HTM leaders share how data, collaboration, and strategy guide smarter medical equipment replacement decisions.
By Alyx Arnett
Healthcare technology management (HTM) teams face a deceptively simple question every day: repair, replace, or invest in something new? The right answer doesn’t come from gut instinct or the latest request, stakeholders say. Instead, it comes from having a long-range plan grounded in data. Across the field, HTM leaders are formalizing multiyear strategies that connect technical realities, clinical impact, and financial sustainability.
At Yale New Haven Health, that connection is now a systemwide mandate. “Knowledge and data are essential tools in today’s environment,” says Samantha Herold, MS, CCE, director of clinical engineering for the seven-hospital system. “Having a good inventory and being confident in its accuracy is the key because then you can start grouping by asset types and seeing where the greatest need is.”
Four years ago, Herold’s team helped process about $500,000 in capital equipment through a nascent planning process. Last year, they shepherded $50 million—an expansion she credits to strong governance, standardization, and a five-year plan that is refreshed annually.

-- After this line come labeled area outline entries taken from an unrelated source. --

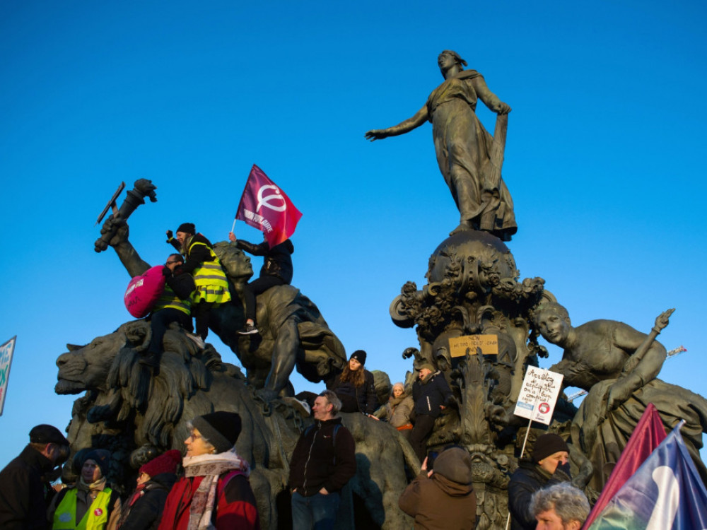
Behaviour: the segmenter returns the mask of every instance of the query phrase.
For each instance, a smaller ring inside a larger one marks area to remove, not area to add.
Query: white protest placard
[[[10,364],[12,354],[15,353],[15,341],[17,335],[2,346],[0,346],[0,416],[5,406],[5,394],[7,393],[7,382],[10,378]]]
[[[552,411],[562,387],[563,377],[562,374],[529,366],[513,413],[546,425],[550,425]]]

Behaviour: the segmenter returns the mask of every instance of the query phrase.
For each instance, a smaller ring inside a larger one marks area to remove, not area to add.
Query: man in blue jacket
[[[69,440],[56,427],[37,425],[30,443],[0,471],[0,528],[46,530],[54,490],[47,475],[69,456]]]

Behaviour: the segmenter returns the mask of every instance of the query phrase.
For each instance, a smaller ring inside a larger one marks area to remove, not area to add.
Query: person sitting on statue
[[[445,407],[454,399],[452,389],[441,372],[429,363],[418,369],[418,379],[412,384],[415,402],[415,423],[410,432],[410,445],[421,462],[427,456],[427,439]]]
[[[390,391],[388,402],[378,408],[373,416],[379,420],[387,420],[398,430],[406,431],[412,428],[410,416],[414,406],[412,396],[405,391],[405,385],[395,383]]]
[[[341,412],[361,412],[378,420],[373,415],[378,406],[373,375],[363,369],[366,356],[363,350],[354,351],[344,370],[327,386],[341,400]]]
[[[197,233],[192,223],[182,223],[177,229],[177,240],[187,261],[179,273],[188,272],[194,277],[196,290],[192,295],[197,334],[206,340],[209,334],[209,314],[216,304],[230,301],[228,280],[221,261],[214,253],[211,242]]]
[[[530,459],[522,459],[518,463],[508,483],[510,530],[534,530],[537,522],[530,510],[533,493],[572,480],[569,451],[561,436],[546,432],[535,440]]]
[[[71,488],[52,501],[49,520],[52,530],[114,529],[120,517],[120,495],[106,481],[110,453],[96,449],[79,454],[81,476]]]
[[[177,267],[184,264],[180,254],[170,254],[162,273],[165,276],[165,290],[157,300],[149,317],[152,338],[145,352],[141,352],[139,362],[147,366],[158,366],[163,347],[162,340],[172,322],[177,322],[187,331],[194,331],[192,325],[192,293],[196,288],[191,274],[175,274]]]
[[[252,335],[258,333],[255,319],[255,297],[262,294],[271,287],[290,285],[292,282],[293,269],[291,256],[295,252],[295,247],[290,240],[285,240],[272,248],[267,241],[255,245],[244,240],[236,239],[233,232],[228,232],[228,240],[235,243],[241,250],[254,256],[263,257],[263,266],[260,269],[260,276],[245,285],[245,325],[238,331],[241,335]]]
[[[241,427],[235,412],[218,411],[192,420],[184,442],[184,476],[167,497],[159,530],[260,528],[250,466],[235,451]]]

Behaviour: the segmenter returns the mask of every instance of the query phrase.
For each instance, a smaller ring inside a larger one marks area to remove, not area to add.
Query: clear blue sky
[[[182,222],[226,239],[258,164],[304,214],[293,283],[349,352],[368,351],[367,368],[402,379],[416,341],[389,305],[406,281],[424,284],[458,214],[431,125],[373,143],[363,134],[424,104],[445,49],[513,107],[503,175],[521,278],[544,278],[575,324],[648,332],[677,307],[660,340],[689,351],[661,377],[707,394],[707,4],[448,4],[0,3],[0,342],[18,336],[0,466],[32,426],[71,419],[78,396],[53,390],[66,343],[130,318],[127,273],[112,250],[93,251],[121,180],[158,186],[130,220],[156,264]],[[259,240],[241,222],[236,233]]]

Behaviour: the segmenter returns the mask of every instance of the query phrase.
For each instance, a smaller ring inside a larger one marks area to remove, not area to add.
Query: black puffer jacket
[[[0,471],[0,528],[47,528],[49,485],[42,475],[53,468],[51,460],[28,445]]]
[[[530,513],[530,497],[543,488],[569,482],[569,464],[558,466],[553,475],[530,460],[521,460],[508,483],[510,530],[535,530],[537,521]]]
[[[452,390],[441,372],[430,374],[424,381],[418,379],[412,384],[412,399],[415,413],[437,418],[442,406],[452,401]]]
[[[339,491],[355,474],[356,442],[341,418],[317,420],[305,429],[290,461],[290,488],[304,497],[322,488]]]
[[[373,375],[367,370],[363,370],[363,384],[361,387],[354,387],[350,381],[341,382],[341,375],[339,374],[329,389],[336,392],[341,400],[341,412],[373,414],[378,408]]]
[[[235,245],[248,254],[264,257],[260,269],[261,276],[277,276],[288,285],[292,282],[292,258],[290,257],[295,252],[295,246],[289,240],[285,240],[271,249],[267,241],[254,245],[244,240],[238,240]]]
[[[159,526],[167,495],[175,482],[177,475],[174,473],[161,473],[146,482],[140,496],[132,506],[132,495],[126,501],[118,528],[125,530],[148,530]]]

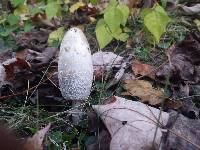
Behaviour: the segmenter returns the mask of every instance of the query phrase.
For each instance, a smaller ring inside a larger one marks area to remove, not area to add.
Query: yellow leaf
[[[172,109],[179,109],[183,106],[181,101],[171,100],[164,95],[163,91],[154,89],[148,81],[126,80],[125,89],[127,92],[122,93],[123,95],[137,96],[141,102],[148,102],[150,105],[164,103],[165,107]]]
[[[69,8],[69,12],[70,13],[74,13],[77,9],[79,9],[80,7],[85,6],[85,3],[83,2],[77,2],[75,4],[73,4],[70,8]]]
[[[126,80],[125,89],[125,95],[137,96],[141,102],[151,105],[161,104],[166,99],[162,91],[154,89],[151,83],[144,80]]]

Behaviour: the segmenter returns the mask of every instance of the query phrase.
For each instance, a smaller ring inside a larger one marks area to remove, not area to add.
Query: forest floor
[[[200,3],[4,2],[0,4],[0,120],[17,136],[31,137],[50,123],[43,142],[46,149],[107,150],[116,137],[92,106],[112,103],[118,96],[169,114],[168,124],[173,124],[169,131],[180,133],[162,141],[169,149],[200,148]],[[122,6],[126,8],[118,9]],[[121,24],[112,9],[123,15],[129,10]],[[100,20],[104,27],[98,26]],[[71,27],[80,28],[87,37],[94,67],[91,93],[82,104],[86,115],[78,125],[72,122],[72,102],[63,98],[58,81],[60,43]],[[108,28],[109,33],[104,30]],[[171,113],[180,120],[174,121]]]

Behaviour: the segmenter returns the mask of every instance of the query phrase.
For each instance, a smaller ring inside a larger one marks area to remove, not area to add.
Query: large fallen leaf
[[[166,97],[161,90],[154,89],[148,81],[127,80],[125,81],[124,95],[137,96],[141,102],[149,102],[151,105],[158,105],[164,102]]]
[[[148,64],[143,64],[138,60],[135,60],[132,64],[132,70],[136,76],[148,76],[150,78],[155,78],[155,68]]]
[[[125,80],[124,95],[137,96],[141,102],[148,102],[150,105],[164,104],[167,108],[179,109],[183,106],[181,101],[171,100],[164,95],[161,90],[154,89],[148,81]]]
[[[150,148],[153,141],[157,149],[162,136],[161,126],[166,125],[168,113],[162,112],[159,117],[158,109],[114,98],[115,101],[109,104],[92,106],[111,134],[110,150],[144,150]]]
[[[45,134],[49,131],[50,124],[47,125],[45,128],[39,130],[36,132],[33,137],[28,138],[26,140],[26,143],[24,144],[24,147],[26,150],[43,150],[43,140],[45,137]]]
[[[41,52],[47,46],[49,33],[45,31],[33,31],[22,33],[16,38],[17,46],[22,49],[33,49]]]
[[[195,35],[173,45],[167,52],[169,63],[161,67],[157,77],[169,78],[172,83],[198,82],[197,66],[200,65],[200,42]]]
[[[112,67],[119,68],[122,64],[123,57],[113,52],[96,52],[92,55],[94,74],[96,78],[100,78],[106,70]]]

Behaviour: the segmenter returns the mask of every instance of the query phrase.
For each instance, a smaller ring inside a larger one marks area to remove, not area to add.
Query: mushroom
[[[76,124],[83,114],[76,107],[90,95],[93,80],[91,51],[84,33],[71,28],[65,34],[59,53],[58,78],[62,96],[71,100],[72,120]]]

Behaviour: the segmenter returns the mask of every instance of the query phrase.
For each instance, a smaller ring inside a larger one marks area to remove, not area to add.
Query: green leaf
[[[154,36],[157,43],[160,41],[160,37],[166,32],[166,26],[171,19],[168,17],[165,10],[158,4],[156,4],[152,11],[146,10],[144,15],[144,25]]]
[[[122,33],[122,29],[121,28],[116,30],[116,32],[112,33],[112,36],[115,39],[120,40],[122,42],[125,42],[129,37],[129,35],[127,33]]]
[[[29,8],[27,5],[19,5],[15,10],[15,15],[27,14],[29,12]]]
[[[42,13],[42,10],[38,7],[34,7],[33,9],[30,10],[30,15],[34,16],[37,13]]]
[[[11,26],[16,25],[16,24],[18,24],[19,21],[20,21],[20,16],[10,14],[10,15],[7,17],[7,21],[8,21],[8,23],[9,23]]]
[[[123,14],[116,7],[111,7],[104,13],[104,21],[112,32],[115,32],[123,22]]]
[[[128,37],[129,37],[129,35],[127,33],[121,33],[118,38],[120,41],[126,42]]]
[[[65,28],[64,27],[60,27],[57,30],[51,32],[49,34],[49,38],[48,38],[48,44],[50,46],[53,46],[55,43],[59,43],[61,42],[63,36],[64,36],[64,31]]]
[[[60,5],[57,2],[48,3],[45,9],[47,18],[51,20],[53,17],[57,16],[60,10]]]
[[[111,33],[107,29],[107,25],[103,19],[100,19],[97,23],[95,32],[97,41],[99,43],[100,48],[104,48],[106,45],[108,45],[113,37],[111,36]]]
[[[18,5],[24,4],[24,1],[25,1],[25,0],[10,0],[11,4],[12,4],[14,7],[17,7]]]
[[[18,27],[17,26],[7,26],[2,31],[0,31],[0,35],[3,37],[7,37],[13,31],[15,31]]]
[[[34,26],[33,24],[31,24],[31,22],[25,22],[25,25],[24,25],[24,32],[29,32],[31,29],[33,29]]]
[[[121,11],[121,13],[123,14],[123,19],[121,24],[123,26],[126,25],[128,16],[129,16],[129,8],[126,5],[118,5],[117,8]]]
[[[77,9],[79,9],[80,7],[85,6],[85,3],[83,2],[77,2],[75,4],[73,4],[70,8],[69,8],[69,12],[70,13],[74,13]]]
[[[90,3],[92,3],[92,4],[97,4],[97,3],[98,3],[98,0],[90,0]]]

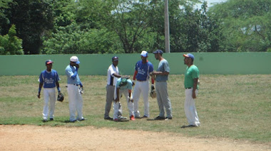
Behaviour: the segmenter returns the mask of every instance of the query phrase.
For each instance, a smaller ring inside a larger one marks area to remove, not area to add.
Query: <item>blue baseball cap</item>
[[[183,57],[190,57],[193,60],[194,60],[194,55],[190,54],[190,53],[188,53],[188,54],[183,54]]]
[[[155,54],[155,53],[160,53],[160,54],[163,54],[163,51],[160,50],[156,50],[155,51],[153,52],[153,54]]]
[[[80,63],[79,59],[76,56],[72,56],[70,58],[70,61],[76,62],[76,64],[78,65]]]
[[[142,51],[140,55],[144,57],[148,57],[148,52]]]
[[[112,57],[112,61],[118,61],[118,57],[117,56],[114,56]]]
[[[45,65],[49,65],[49,64],[51,64],[51,63],[53,63],[53,62],[51,60],[47,60],[46,62],[45,62]]]

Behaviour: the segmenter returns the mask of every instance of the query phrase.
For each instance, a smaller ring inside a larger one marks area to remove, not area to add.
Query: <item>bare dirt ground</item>
[[[0,150],[271,150],[270,144],[93,127],[0,125]]]

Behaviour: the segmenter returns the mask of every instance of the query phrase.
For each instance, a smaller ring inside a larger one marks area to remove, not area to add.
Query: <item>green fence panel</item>
[[[170,67],[170,74],[183,74],[186,66],[183,63],[184,53],[165,53]],[[203,74],[271,74],[271,52],[205,52],[193,53],[194,64]],[[0,75],[39,75],[46,69],[45,61],[53,61],[53,69],[59,74],[65,74],[73,55],[1,55]],[[81,62],[80,75],[106,75],[112,63],[112,57],[119,57],[118,68],[121,74],[133,75],[135,65],[140,60],[140,54],[89,54],[76,55]],[[148,60],[156,69],[158,60],[149,54]]]

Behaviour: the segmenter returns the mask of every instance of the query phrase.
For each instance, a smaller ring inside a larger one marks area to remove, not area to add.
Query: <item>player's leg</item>
[[[49,89],[49,98],[50,98],[50,119],[53,119],[53,113],[56,106],[56,90],[55,88]]]
[[[156,89],[156,99],[157,99],[157,103],[158,104],[159,107],[159,116],[162,118],[165,118],[165,111],[164,111],[164,106],[163,104],[163,96],[161,94],[162,90],[162,86],[160,84],[161,82],[156,82],[155,83],[155,89]]]
[[[77,87],[77,93],[76,93],[76,111],[77,111],[77,120],[83,119],[83,98],[80,93],[79,88]]]
[[[70,110],[70,121],[74,121],[76,118],[76,95],[78,93],[78,86],[73,84],[68,84],[67,91],[68,95],[68,108]]]
[[[107,85],[106,86],[106,107],[105,107],[105,113],[104,113],[104,118],[109,118],[109,112],[111,109],[112,106],[112,101],[113,101],[114,98],[114,91],[115,91],[115,86]]]
[[[49,102],[49,93],[47,89],[44,89],[44,110],[42,112],[44,121],[47,121],[48,113],[48,102]]]
[[[158,82],[160,84],[160,94],[161,96],[161,101],[163,107],[165,108],[165,111],[167,113],[167,117],[168,118],[172,118],[172,108],[171,108],[171,103],[170,100],[168,97],[168,84],[166,82]],[[164,108],[163,108],[163,111],[164,111]]]
[[[141,82],[141,92],[142,96],[144,101],[144,116],[149,117],[149,102],[148,102],[148,94],[149,94],[149,82]]]
[[[133,93],[133,111],[135,114],[135,118],[140,118],[140,112],[138,111],[138,101],[139,97],[140,96],[140,85],[142,82],[136,82],[135,88]]]

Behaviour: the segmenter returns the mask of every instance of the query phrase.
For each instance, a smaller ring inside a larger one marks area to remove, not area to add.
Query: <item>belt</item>
[[[138,82],[145,82],[145,81],[147,81],[147,80],[139,80],[139,79],[136,79],[136,81],[138,81]]]

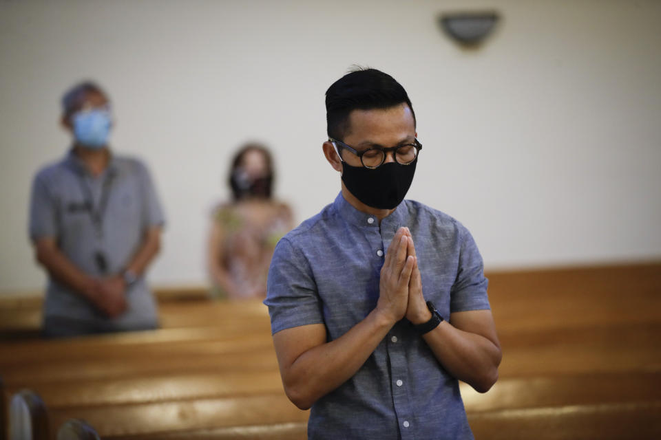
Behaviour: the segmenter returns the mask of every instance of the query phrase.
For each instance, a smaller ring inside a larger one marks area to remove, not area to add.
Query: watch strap
[[[439,326],[439,324],[443,322],[443,316],[441,316],[441,314],[439,313],[439,311],[436,309],[436,307],[434,306],[434,303],[431,301],[427,301],[427,308],[429,309],[429,311],[432,312],[432,317],[426,322],[423,322],[422,324],[415,324],[413,327],[415,329],[416,332],[419,335],[423,335],[426,333],[429,333],[436,327]]]

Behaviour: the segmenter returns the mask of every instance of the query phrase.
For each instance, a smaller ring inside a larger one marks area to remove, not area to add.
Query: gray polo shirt
[[[113,155],[104,172],[93,177],[71,151],[39,170],[32,182],[30,239],[56,239],[62,252],[92,276],[119,273],[141,245],[147,229],[163,223],[149,173],[136,159]],[[129,288],[127,300],[127,311],[111,320],[49,277],[44,318],[93,322],[107,330],[156,326],[156,303],[144,278]]]
[[[273,332],[324,324],[328,340],[376,307],[385,252],[400,226],[411,231],[425,298],[448,320],[489,309],[482,258],[452,217],[406,200],[381,222],[342,197],[277,243],[269,272]],[[403,319],[355,375],[312,406],[311,440],[472,439],[457,379]]]

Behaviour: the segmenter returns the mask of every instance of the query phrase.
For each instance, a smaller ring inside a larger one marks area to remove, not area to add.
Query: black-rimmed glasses
[[[337,148],[339,146],[343,148],[346,148],[358,156],[363,166],[371,169],[381,166],[386,162],[386,155],[390,151],[393,152],[395,160],[398,164],[409,165],[415,160],[415,158],[418,157],[418,152],[422,149],[422,144],[419,142],[417,139],[415,139],[412,144],[391,146],[387,148],[373,147],[362,151],[358,151],[344,142],[333,138],[329,138],[328,141],[335,146],[338,155],[339,155],[339,148]],[[342,158],[341,155],[340,158]]]

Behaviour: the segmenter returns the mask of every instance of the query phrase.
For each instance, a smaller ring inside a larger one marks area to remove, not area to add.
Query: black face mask
[[[236,200],[245,197],[271,197],[273,177],[271,175],[263,177],[251,178],[244,173],[237,170],[230,177],[230,186]]]
[[[413,182],[418,158],[408,165],[384,164],[375,169],[351,166],[342,162],[342,182],[358,200],[378,209],[392,209],[401,203]]]

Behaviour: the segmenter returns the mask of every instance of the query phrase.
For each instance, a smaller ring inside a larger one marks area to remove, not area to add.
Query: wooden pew
[[[57,440],[100,440],[94,428],[83,420],[71,419],[57,430]]]
[[[476,439],[658,437],[661,424],[652,416],[661,402],[661,346],[656,342],[661,265],[490,278],[504,358],[501,379],[488,393],[462,384]],[[265,307],[255,304],[242,311],[231,305],[218,310],[195,302],[187,305],[180,310],[190,314],[174,318],[174,329],[61,344],[30,341],[12,346],[16,349],[1,344],[0,373],[8,387],[43,387],[56,421],[83,417],[96,428],[96,421],[123,426],[134,410],[130,422],[138,424],[121,432],[103,425],[99,432],[109,438],[262,438],[269,429],[274,435],[285,433],[282,438],[303,438],[299,436],[304,434],[307,413],[288,402],[275,380]],[[196,322],[206,327],[189,327]],[[222,323],[228,331],[221,331]],[[8,355],[12,359],[6,360]],[[43,365],[52,366],[51,372],[40,372]],[[224,384],[223,374],[243,379]],[[251,387],[252,374],[264,378],[264,393],[259,380]],[[205,381],[212,385],[205,386]],[[85,383],[92,386],[87,391]],[[72,384],[67,395],[66,385]],[[132,395],[132,388],[136,393]],[[269,404],[279,408],[271,419],[253,417],[251,423],[247,412],[233,416],[242,406],[260,415]],[[220,414],[217,423],[214,411]],[[159,414],[179,417],[181,424],[173,422],[165,430],[155,423],[139,425],[141,417],[151,415],[158,421]]]
[[[11,398],[8,430],[9,438],[48,440],[48,416],[43,401],[30,390],[21,390]]]

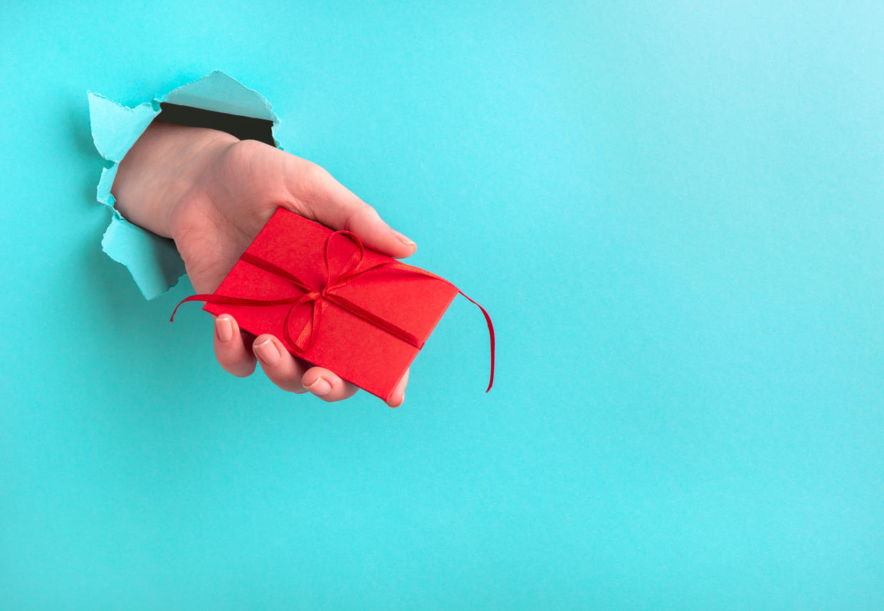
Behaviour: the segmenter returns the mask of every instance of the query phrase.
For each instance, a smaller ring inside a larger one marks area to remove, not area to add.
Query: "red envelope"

Veteran HTM leader Paul Kelley, CBET, AAMIF, saw a shift from individual departments at his former hospital making their own replacement calls to clinical engineering taking on a larger role. “They were extremely happy to just let somebody else do it for them,” Kelley says. That shift helped move replacement planning from a reactive process into a proactive strategy tied to long-term capital goals.
The Case for HTM-Led Planning
When equipment planning is handled separately across departments, organizations often end up replacing the “squeakiest wheel.” But as Kelley says, the loudest complaints don’t always reflect the highest risks or the greatest needs.
He saw those limitations firsthand. “In the early days, there was nothing formal about the replacement plan,” he says. To bring more structure, he began sending reports that highlighted device age and technologies that were no longer supported. That effort grew into annual meetings with nursing leaders to align on priorities.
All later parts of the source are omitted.